The Institute for the History and Philosophy of Science and Technology (IHPST) at the University of Toronto is pleased to announce a
“A Furry, One Ounce, Human?: Modeling Binge Drinking with Mice”
|Date:||Thursday, March 1, 2018|
|Time:||10:00 a.m. to 12 noon|
|Location:||Alumni Hall (VC 112), 1st floor, Victoria College, 91 Charles Street West, University of Toronto|
This talk will explore the apparent disconnect between researchers’ theories and practices by examining the development of a new mouse model of binge drinking. The model was developed by a group of researchers who were committed to the view that behaviors are complex, multifactorial phenomena; and yet the model resembled the type of reductionist, biomedical approach to understanding addiction that social theorists have critiqued for decades. I argue that this contradiction lessens when the “extrafactual” work taking place before and alongside the production of specific genetic findings is taken into account. Using ethnographic data, I trace out the ontological and epistemological commitments that drove the model’s development, and demonstrate how researchers gained non-genetic knowledge through working with the model. The insight gained from this ethnographic perspective has important implications for engaging in effective critical dialogue with those developing animal models of addiction.

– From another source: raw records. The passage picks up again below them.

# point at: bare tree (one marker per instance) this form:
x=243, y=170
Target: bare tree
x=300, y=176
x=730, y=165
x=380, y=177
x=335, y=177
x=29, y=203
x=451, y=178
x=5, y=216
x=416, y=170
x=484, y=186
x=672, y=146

Dr. Nicole Nelson is an Assistant Professor in the Department of History at the University of Wisconsin-Madison. In her research, Nelson uses ethnographic methods to study knowledge production in the life sciences, with a focus on scientific models and the changing status of scientific facts. This research connects with literatures in the history and philosophy of science on model organisms and historical epistemology, as well as with the tradition of laboratory studies and the more recent “ontological turn” in STS. She is also a Collaborating Editor for the journal Social Studies of Science.